Inferring novel gene-disease associations using Medical Subject Heading Over-representation Profiles
1 Bioinformatics Graduate Program, Centre for Molecular Medicine and Therapeutics at the Child and Family Research Institute, University of British Columbia, 980 W. 28th Ave, Vancouver, V5Z 4H4, Canada
2 Department of Cells and Systems Biology, Ontario Institute for Cancer Research, University of Toronto, 101 College Street, Toronto, M5G 0A3, Canada
3 Department of Medical Genetics, Centre for Molecular Medicine and Therapeutics at the Child and Family Research Institute, University of British Columbia, 980 W. 28th Ave, Vancouver, V5Z 4H4, Canada
Genome Medicine 2012, 4:75 doi:10.1186/gm376Published: 28 September 2012
MEDLINE®/PubMed® currently indexes over 18 million biomedical articles, providing unprecedented opportunities and challenges for text analysis. Using Medical Subject Heading Over-representation Profiles (MeSHOPs), an entity of interest can be robustly summarized, quantitatively identifying associated biomedical terms and predicting novel indirect associations.
A procedure is introduced for quantitative comparison of MeSHOPs derived from a group of MEDLINE® articles for a biomedical topic (for example, articles for a specific gene or disease).
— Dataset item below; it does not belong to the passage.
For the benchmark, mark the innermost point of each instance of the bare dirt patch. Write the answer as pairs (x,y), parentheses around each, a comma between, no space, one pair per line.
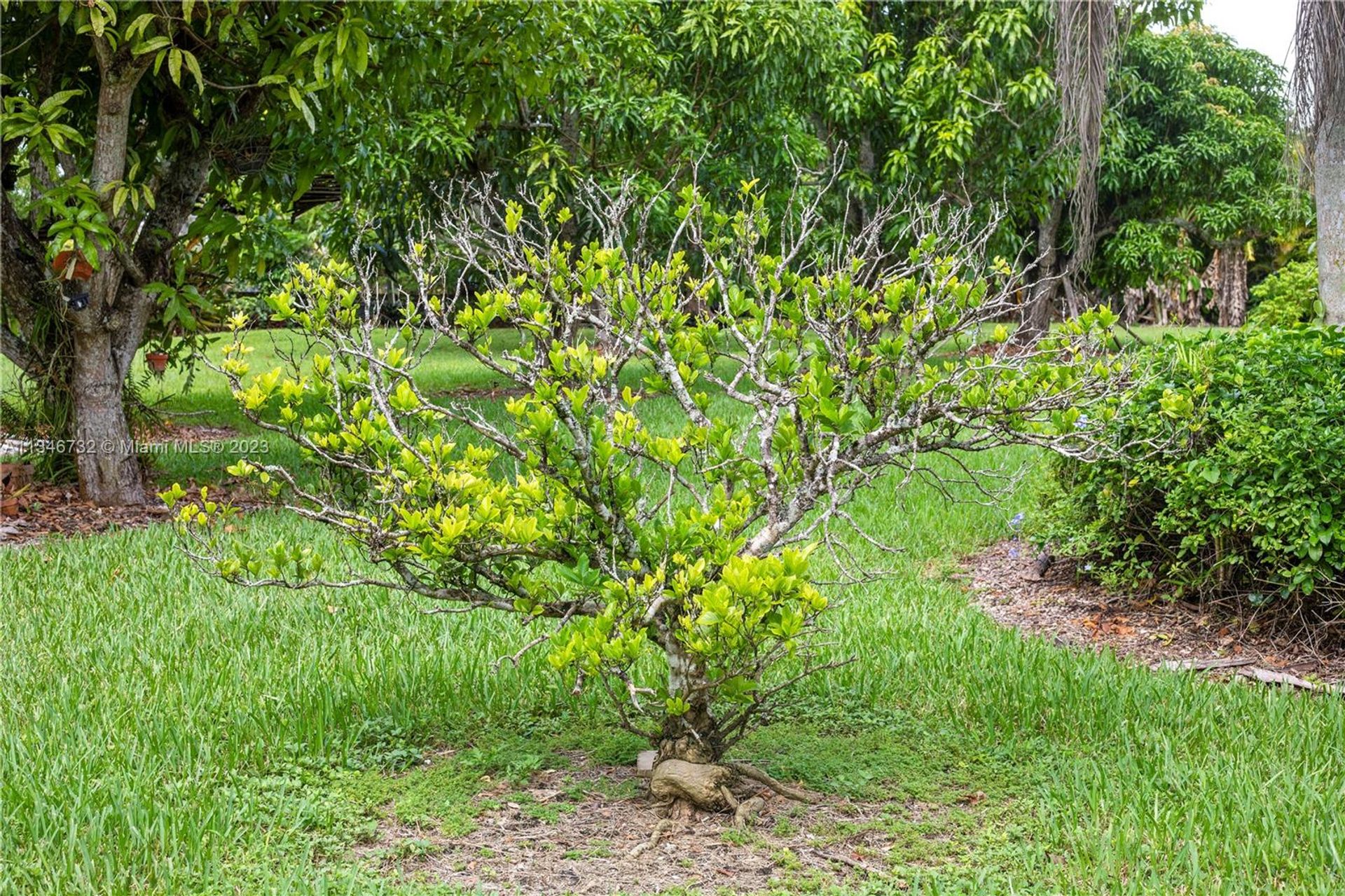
(1157,633)
(57,509)
(572,832)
Similarity scores are computed to compare MeSHOPs of genes and diseases.
Similarity scores successfully infer novel associations between diseases and genes. The number of papers addressing a gene or disease has a strong influence on predicted associations, revealing an important bias for gene-disease relationship prediction. Predictions derived from comparisons of MeSHOPs achieves a mean 8% AUC improvement in the identification of gene-disease relationships compared to gene-independent baseline properties.
MeSHOP comparisons are demonstrated to provide predictive capacity for novel relationships between genes and human diseases. We demonstrate the impact of literature bias on the performance of gene-disease prediction methods. MeSHOPs provide a rich source of annotation to facilitate relationship discovery in biomedical informatics.